The same data will be used to perform a one-factor ANOVA using the Fit Model option. The information below assumes that you have already performed and learned how to interpret a one-factor ANOVA using Fit Y by X.
- From the Analyze menu select Fit Model. Click or drag Transect into the Construct Model Effects box and Sqrt Photosynthetic Rate into the Y box. The Personality menu should change to Standard Least Squares and the Emphasis menu to Effect Leverage. Hit Run.
- A new window will appear with three figures – an Actual by Predicted Plot, a Leverage Plot, and a Residual by Predicted Plot. These plots have various uses that are beyond the scope of this website. However, click on the red arrow next to Transect and select LS Means Plot as well as LS Means Tukey HSD.
- Now click on the red arrow next to LSMeans Differences Tukey HSD. Unselect Crosstab Report and select Ordered Differences Report.
- The window will now look like this:
Click here to download a high-resolution image of this window SW Oaks FitModel ANOVA Output download
- The Summary of Fit table shows the same information as the Fit Y by X output, with the most important information being R2 = 0.1599 and the sample size (108).
- The Analysis of Variance table is very similar to the same table in Fit Y by X, except that here the group mean square value is in the row called Model, rather than Transect. The Effect Tests table shows the same information in condensed form (without the error mean square row).

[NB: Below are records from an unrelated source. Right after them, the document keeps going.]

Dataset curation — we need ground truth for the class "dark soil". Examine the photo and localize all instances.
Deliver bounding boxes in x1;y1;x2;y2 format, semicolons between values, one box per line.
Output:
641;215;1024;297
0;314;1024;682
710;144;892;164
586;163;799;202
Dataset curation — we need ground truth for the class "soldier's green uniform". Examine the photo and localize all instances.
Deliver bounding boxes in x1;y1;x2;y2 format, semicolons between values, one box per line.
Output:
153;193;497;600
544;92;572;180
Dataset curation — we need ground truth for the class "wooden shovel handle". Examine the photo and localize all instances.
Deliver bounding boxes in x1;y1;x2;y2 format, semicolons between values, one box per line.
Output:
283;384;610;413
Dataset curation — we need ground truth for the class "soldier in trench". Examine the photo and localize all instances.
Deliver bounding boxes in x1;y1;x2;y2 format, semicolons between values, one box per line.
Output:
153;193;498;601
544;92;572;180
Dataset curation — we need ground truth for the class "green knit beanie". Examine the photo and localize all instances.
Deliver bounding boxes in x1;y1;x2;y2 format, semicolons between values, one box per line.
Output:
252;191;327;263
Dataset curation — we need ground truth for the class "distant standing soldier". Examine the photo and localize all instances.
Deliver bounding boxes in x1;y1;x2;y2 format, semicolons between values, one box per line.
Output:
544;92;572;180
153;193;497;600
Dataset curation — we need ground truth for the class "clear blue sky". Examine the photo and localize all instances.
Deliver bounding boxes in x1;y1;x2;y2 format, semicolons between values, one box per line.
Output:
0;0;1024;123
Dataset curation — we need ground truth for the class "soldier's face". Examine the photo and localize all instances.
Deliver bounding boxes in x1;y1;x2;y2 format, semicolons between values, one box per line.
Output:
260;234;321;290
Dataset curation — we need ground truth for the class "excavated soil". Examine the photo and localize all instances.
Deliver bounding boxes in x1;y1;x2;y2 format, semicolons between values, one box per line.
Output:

- The Least Squares Means Table shows two versions of the mean values for each transect: the arithmetic mean (Mean column) and the least squares mean (Least Sq Mean column), along with the standard error of the least squares mean. The least squares mean is a mean value for each group that takes into account the effects of other variables in the analysis and controls for differences in sample size among the categories of these other variables. In the current analysis there are no other variables, so the least squares means are equal to the arithmetic means, but in most other types of analysis they will not be. The figure below this table shows a plot of the four least squares means along with their standard errors.
- The LS Means Differences Tukey HSD tables show the same information as in the Fit Y by X output.